The economic crisis in Iraq, Sdawe said, is as bad as or worse than the one U.S. workers face. Even oil workers often don’t own their own homes, and struggle to support their families on very low wages.
Thorn in the Side
The oil unions have been a thorn in the side of the occupying force, speaking out against the licensing of foreign corporations to plunder Iraq’s oil wealth.
“It’s completely absurd to give out 20-year contracts,” Sdawe said. “This is called throwing away the resources of future generations.”
The government has responded with repression. Organizers allegedly involved with an oil refinery strike were recently sued and fined 30 million dinars each. If they don’t pay, they go to prison. “Now we are wondering how we can raise the money to pay the fines and save these leaders from prison,” Sdawe said.
Iraq’s unions have spent the decade steadily pushing for a labor law, despite political obstacles and repeated setbacks. They are pressing for a vote in the current parliament; otherwise, they will have to wait another four years.
Sdawe has met with the prime minister, asking the government to pay for chemotherapy for 19 members of his union who contracted cancer, possibly from nuclear munitions. No response. Half those members have since died, he said.
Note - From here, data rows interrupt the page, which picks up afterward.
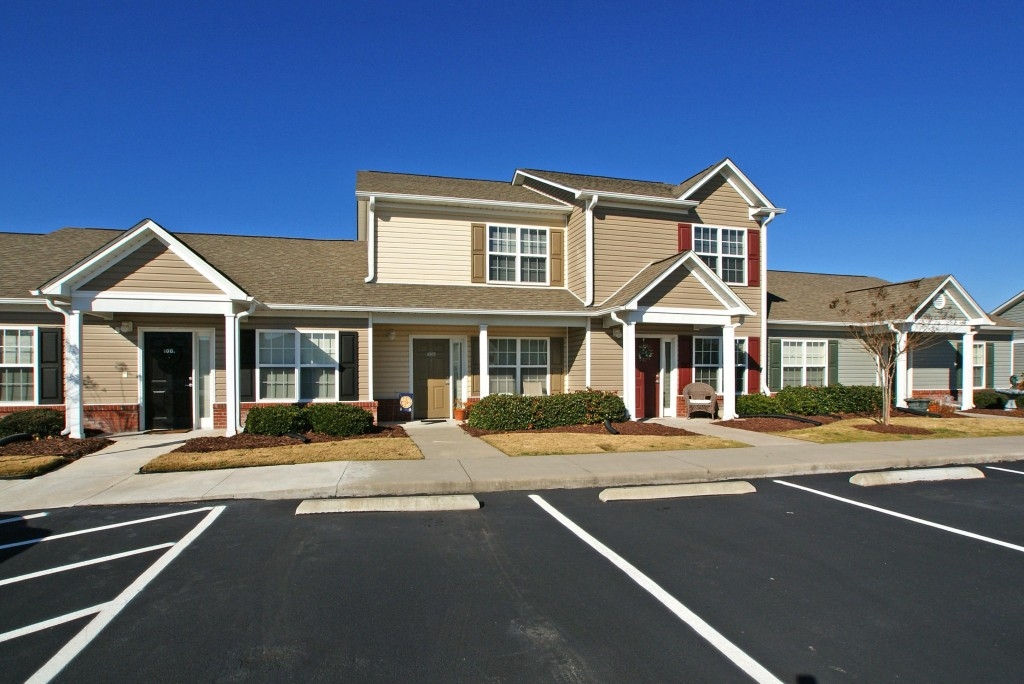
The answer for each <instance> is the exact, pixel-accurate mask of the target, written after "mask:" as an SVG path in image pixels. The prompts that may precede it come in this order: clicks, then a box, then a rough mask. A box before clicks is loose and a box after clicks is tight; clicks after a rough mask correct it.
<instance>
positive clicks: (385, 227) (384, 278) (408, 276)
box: [377, 209, 564, 285]
mask: <svg viewBox="0 0 1024 684" xmlns="http://www.w3.org/2000/svg"><path fill="white" fill-rule="evenodd" d="M473 223H501V224H507V225H517V226H530V227H534V226H536V227H547V228H560V227H564V222H563V221H562V220H551V221H538V220H536V219H529V220H523V219H522V218H513V217H507V216H506V217H497V216H472V217H462V216H460V217H459V218H454V217H452V216H449V215H444V214H442V213H440V212H437V213H434V212H428V211H421V212H417V213H415V214H414V213H402V214H398V213H396V212H388V211H385V210H384V209H379V210H378V211H377V282H379V283H413V284H422V285H428V284H429V285H468V284H469V283H470V282H471V276H472V273H471V256H472V240H471V228H470V226H471V225H472V224H473Z"/></svg>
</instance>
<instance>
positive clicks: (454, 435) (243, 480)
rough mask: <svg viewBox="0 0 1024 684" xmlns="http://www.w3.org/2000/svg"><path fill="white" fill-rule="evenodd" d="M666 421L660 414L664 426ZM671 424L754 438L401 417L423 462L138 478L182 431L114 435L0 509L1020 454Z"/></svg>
mask: <svg viewBox="0 0 1024 684" xmlns="http://www.w3.org/2000/svg"><path fill="white" fill-rule="evenodd" d="M673 420H674V419H666V421H665V422H669V423H671V424H676V423H674V422H672V421H673ZM679 423H680V426H681V427H685V428H686V429H688V430H691V431H693V432H705V433H708V434H714V435H715V436H721V437H726V438H730V439H735V440H737V441H743V442H746V443H752V442H757V445H753V446H746V447H738V448H719V450H693V451H676V452H645V453H622V454H608V453H604V454H589V455H577V456H532V457H519V458H509V457H507V456H505V455H504V454H502V453H500V452H497V451H496V450H494V448H492V447H490V446H488V445H486V444H485V443H483V442H482V441H480V440H478V439H474V438H473V437H470V436H468V435H467V434H466V433H465V432H463V430H462V429H460V428H459V427H458V426H457V425H456V424H455V423H453V422H449V421H444V422H437V423H433V422H430V423H423V424H410V425H407V426H406V429H407V431H408V432H409V434H410V435H411V436H412V437H413V439H414V440H415V441H416V442H417V444H418V445H420V447H421V450H422V451H423V452H424V455H425V456H426V458H425V459H424V460H422V461H372V462H349V461H336V462H329V463H311V464H304V465H297V466H266V467H260V468H239V469H233V470H211V471H201V472H183V473H155V474H150V475H140V474H138V468H139V467H140V466H141V465H143V464H144V463H146V462H147V461H150V460H151V459H153V458H155V457H156V456H158V455H160V454H163V453H166V452H168V451H170V450H172V448H174V447H175V446H176V445H177V444H179V443H180V442H182V441H183V440H184V439H186V438H187V437H190V436H198V435H207V434H211V433H210V432H193V433H186V434H167V433H164V434H160V433H157V434H142V435H127V436H122V437H118V438H117V442H116V443H115V444H114V445H112V446H109V447H108V448H105V450H103V451H101V452H98V453H96V454H93V455H91V456H88V457H85V458H83V459H80V460H79V461H76V462H75V463H73V464H71V465H69V466H67V467H65V468H61V469H60V470H57V471H54V472H52V473H48V474H46V475H42V476H40V477H36V478H34V479H31V480H0V512H4V513H11V512H16V511H30V510H39V509H47V508H60V507H67V506H81V505H111V504H139V503H165V502H184V501H203V500H211V501H213V500H224V499H322V498H331V497H370V496H394V495H413V494H434V495H440V494H480V493H486V491H498V490H511V489H519V490H524V489H525V490H529V489H551V488H575V487H596V486H615V485H626V484H668V483H677V482H680V483H682V482H706V481H715V480H725V479H737V478H756V477H774V476H785V475H802V474H810V473H825V472H853V471H860V470H880V469H884V468H907V467H918V466H941V465H949V464H977V463H994V462H999V461H1015V460H1024V438H1022V437H1020V436H1011V437H980V438H970V439H921V440H908V441H880V442H855V443H845V444H814V443H811V442H805V441H799V440H795V439H788V438H786V437H779V436H777V435H762V434H759V433H754V432H748V431H743V430H735V429H730V428H725V427H722V426H719V425H716V424H713V423H711V422H706V421H697V420H691V421H679Z"/></svg>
Asked about the current status of the U.S. occupation, Sdawe said, “There are no formal military operations in Iraq [now], and we shouldn’t make anything up. But what would you say if I said the U.S. embassy in Baghdad was the largest in the world?”
The embassy has about 15,000 employees, he said. And something like 120 private security firms operate in the country—in some areas, they are even in charge of enforcing traffic laws.
Sdawe blames the invading force for igniting the current sectarian strife between Sunni and Shi’a, which has not always plagued the country. Before the war, “Iraq had a very strong social fabric,” he said. “To be honest, these words Sunni and Shi’a are almost new to Iraq.” But the Bremer government set up “a sectarian logic to the rotation of power,” fueling the rivalries that have intensified since.
“Clearly there is an interest, by those who want to cash in on the Iraqi cash cow, to keep Iraqis divided,” he said.